Zu den Vorteilen der neuen Spectroblue ICP-OES zählen:

  • Kürzere Aufwärmzeiten für mehr Produktivität: Herkömmliche, röhrenbasierte Generatoren benötigen nach einem Gerätestart eine Stabilisierungsphase von bis zu 30 min. Mit dem neuen LDMOS-Generator ist das Spectroblue für die meisten Applikationen bereits in weniger als 10 min einsatzbereit.
  • Matrixkompatibilität: Der Generator ist auch bei stark schwankender Plasmalast agil und ermöglicht damit eine hohe Matrixkompatibilität. Auf diese Weise können Proben in niedriger Verdünnung – und höherer Nachweisempfindlichkeit – analysiert werden.
  • Das luftgekühlte System kommt ohne externe Kühlung aus und überzeugt durch niedrige Betriebskosten. Anders als herkömmliche Generatoren beinhaltet der Spectroblue LDMOS-Generator keine Verschleißteile.

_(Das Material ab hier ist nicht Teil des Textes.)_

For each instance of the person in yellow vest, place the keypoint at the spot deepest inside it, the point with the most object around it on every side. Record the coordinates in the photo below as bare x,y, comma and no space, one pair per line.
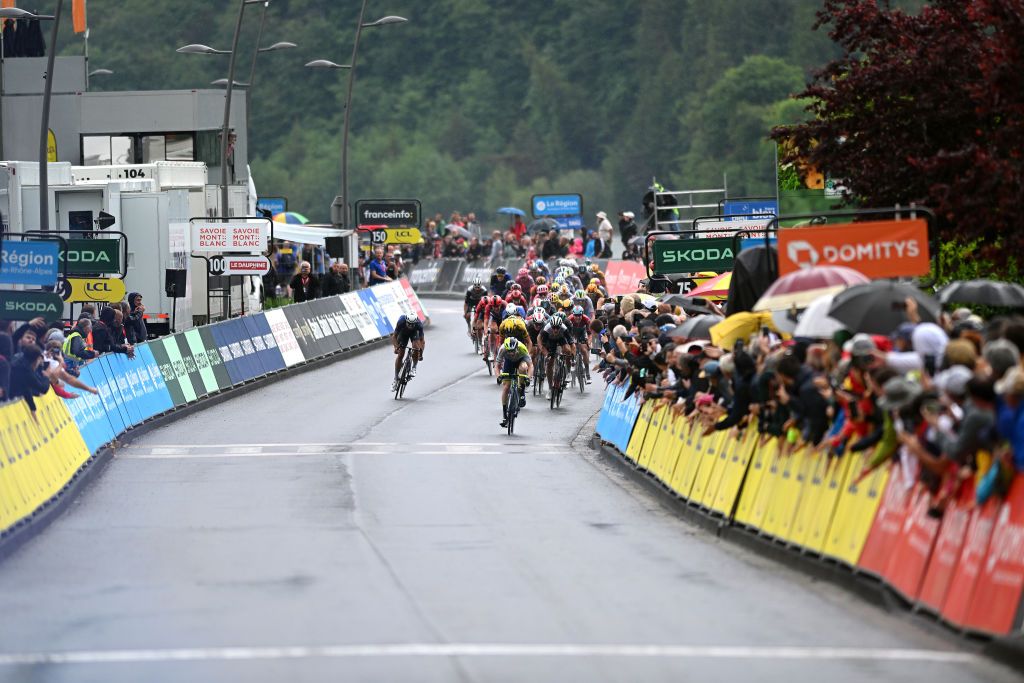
75,349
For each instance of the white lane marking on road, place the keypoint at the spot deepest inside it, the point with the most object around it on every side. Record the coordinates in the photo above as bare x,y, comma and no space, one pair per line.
285,454
487,650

Je nach Einsatzbereich ist das Spectroblue Spektrometer in drei verschiedenen Modellen erhältlich:

  • Spectroblue EOP: Axiale Plasmabetrachtung – Bietet hohe Nachweisempfindlichkeit und niedrige Nachweisgrenzen. Ideal für die Analyse von Spurenelementen in Industrie- und Umweltanwendungen.
  • Spectroblue SOP: Radiale Plasmabetrachtung – Ideal, wenn niedrige Nachweisgrenzen von geringerer Priorität sind als hohe Präzision und Richtigkeit bei der Analyse von Proben mit höheren Konzentrationen. Dieses Modell ist zudem geeignet für die Analyse organischer Lösungen und Schlämmen.
  • Spectroblue TI: Twin Interface – Die automatische axiale und radiale Plasmabetrachtung eliminiert den EIE-Effekt und ermöglicht eine genaue Bestimmung von Alkali/Erdalkali-Elementen in komplexen Matrices. Dieses Modell ist ideal für Umweltanwendungen, bei denen neben toxischen Elementen auch Natrium, Kalium oder Kalzium analysiert werden, wie beispielsweise in Abwässern oder Bodenmatrices.